Our data platform enables analytics, experimentation, machine learning models, streaming, reporting infrastructure and systems metrics which powers and drives innovation at UserTesting. Our team of data engineers and scientists is focused on creating a competitive advantage for UserTesting and our customers through novel data infrastructure, metrics, insights and data services. We are a small but rapidly growing team that builds and leverages state-of-the-art analytics systems, especially around video and Natural Language Processing (NLP).
This role works with Data Scientists, Software and Systems Engineers on large scale operations focused on improving the reliability levels of Data Infrastructure, Streaming Infrastructure, and Data Products teams, as well as helping create the foundational architecture for rapid ML development. The high amount of video data we store and millions of transactional and events data that we process each day provide a great opportunity to apply machine learning techniques to design powerful and meaningful experiences to our users.
You will help the ML Engineers deliver applications with minimal delays at precisely the right resource footprint with elasticity, while ensuring absolutely tight and robust security, privacy and confidentiality. You are equally comfortable enabling data pipelines to transport data (in and) out of our platform through custom-built systems.
- Improve team health by empowering teams to balance operational responsibilities with development
- Create training and deployment infrastructure for Machine Learning team specializing in Deep Learning for Natural Language Processing using TensorFlow
- Manage Machine Learning and Data Platform Infrastructure with a bias towards automation in Amazon Web Services with a deep familiarity with all of their core, compute, networking, storage, security, compliance, serverless, and analytics offerings including AWS VPC networking, and IAM roles, etc.
- Define, develop, and maintain a monitoring and reporting infrastructure
- Be the principal team resource for security, performance, and reliability concerns
- Set and maintain team standards for our production environment
- Provide a key perspective in architecture discussions with an eye towards reliability, maintenance, scalability, etc.
- Establish and support team in meeting SLO/SLAs for services
- Implement emergency response protocols, including delegating pager duty, for team
- 3+ years of DevOps/SRE experience, with deep familiarity with Dev Ops/Site Reliability Engineering principles.
- 3+ years of programming experience with Python (and ML packages) and either Scala, Ruby, Java, C/C++ or related
- Experience in AWS technologies such as EC2, Cloud formation, EMR Cluster, AWS S3, Kinesis and Redshift.

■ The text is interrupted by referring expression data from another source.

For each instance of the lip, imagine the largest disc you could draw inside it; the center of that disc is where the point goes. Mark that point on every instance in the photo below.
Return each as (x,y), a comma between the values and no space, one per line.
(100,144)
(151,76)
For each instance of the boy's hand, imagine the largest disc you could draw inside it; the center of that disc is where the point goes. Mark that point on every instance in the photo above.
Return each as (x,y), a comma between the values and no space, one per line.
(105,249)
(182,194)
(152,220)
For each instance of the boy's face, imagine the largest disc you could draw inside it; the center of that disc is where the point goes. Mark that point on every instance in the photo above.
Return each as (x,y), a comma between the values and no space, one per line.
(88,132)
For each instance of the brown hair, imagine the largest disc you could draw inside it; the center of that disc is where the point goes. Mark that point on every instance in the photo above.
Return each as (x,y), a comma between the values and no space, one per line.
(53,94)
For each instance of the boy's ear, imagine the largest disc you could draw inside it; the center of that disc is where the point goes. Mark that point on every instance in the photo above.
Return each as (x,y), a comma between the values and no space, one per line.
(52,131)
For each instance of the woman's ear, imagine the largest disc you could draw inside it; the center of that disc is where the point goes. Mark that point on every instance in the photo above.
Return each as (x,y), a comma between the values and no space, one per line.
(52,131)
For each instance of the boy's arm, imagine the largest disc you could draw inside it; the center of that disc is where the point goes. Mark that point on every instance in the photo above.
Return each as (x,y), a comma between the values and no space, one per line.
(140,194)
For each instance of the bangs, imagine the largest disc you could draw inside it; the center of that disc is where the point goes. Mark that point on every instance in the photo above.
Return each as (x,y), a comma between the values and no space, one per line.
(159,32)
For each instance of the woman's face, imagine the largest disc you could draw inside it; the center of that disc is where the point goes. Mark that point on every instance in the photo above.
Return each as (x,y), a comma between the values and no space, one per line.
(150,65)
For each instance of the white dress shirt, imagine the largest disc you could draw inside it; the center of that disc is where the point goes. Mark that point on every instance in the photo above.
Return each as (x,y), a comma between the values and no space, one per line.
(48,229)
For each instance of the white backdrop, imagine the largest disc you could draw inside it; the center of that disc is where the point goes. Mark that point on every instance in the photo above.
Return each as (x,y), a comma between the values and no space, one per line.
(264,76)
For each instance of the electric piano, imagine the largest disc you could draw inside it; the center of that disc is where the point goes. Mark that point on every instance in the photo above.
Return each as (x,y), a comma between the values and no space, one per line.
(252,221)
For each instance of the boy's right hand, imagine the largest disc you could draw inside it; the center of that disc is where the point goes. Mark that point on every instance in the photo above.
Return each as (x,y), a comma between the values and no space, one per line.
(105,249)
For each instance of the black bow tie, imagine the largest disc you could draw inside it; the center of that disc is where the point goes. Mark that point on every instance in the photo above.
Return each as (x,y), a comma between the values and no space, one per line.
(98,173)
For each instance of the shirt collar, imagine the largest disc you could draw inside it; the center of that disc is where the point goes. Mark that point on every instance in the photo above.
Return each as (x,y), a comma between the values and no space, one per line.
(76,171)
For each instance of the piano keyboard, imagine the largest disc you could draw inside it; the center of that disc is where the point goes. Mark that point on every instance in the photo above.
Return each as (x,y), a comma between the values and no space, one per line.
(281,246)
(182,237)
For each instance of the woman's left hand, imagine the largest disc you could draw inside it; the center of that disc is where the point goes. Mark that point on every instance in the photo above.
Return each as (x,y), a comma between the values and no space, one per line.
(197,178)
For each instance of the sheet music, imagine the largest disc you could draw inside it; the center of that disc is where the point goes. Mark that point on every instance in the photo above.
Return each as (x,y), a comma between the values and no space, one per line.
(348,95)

- Knowledge of validated approaches for scalability, productionalizing models and implementing machine learning applied to expansive and diverse datasets (especially expertise in techniques for Deep Learning at scale)
- Deployment of Machine Learning and Deep Learning algorithms on cloud based services (preferably AWS)
- Expertise in configuration management systems CI/CD (Docker, Kubernetes, Cloud Formation, etc.)
- Familiarity with asynchronous messaging systems (e.g. Kinesis, Kafka, ActiveMQ, RabbitMQ, AWS SQS)
- Self-driven and passionate about solving complex problems while maintaining a learning mindset when engaging with the team on ideas and solutions
Besides a great work environment and the opportunity to change the world, we offer competitive salary, benefits, plenty of perks, as well as equity participation.
UserTesting is an Equal Opportunity Employer and participant in the U.S. Federal E-Verify program. Women, minorities, individuals with disabilities and protected veterans are encouraged to apply. We welcome people of different backgrounds, experiences, abilities and perspectives. UserTesting will consider qualified applicants with criminal histories in a manner consistent with the San Francisco Fair Chance Ordinance.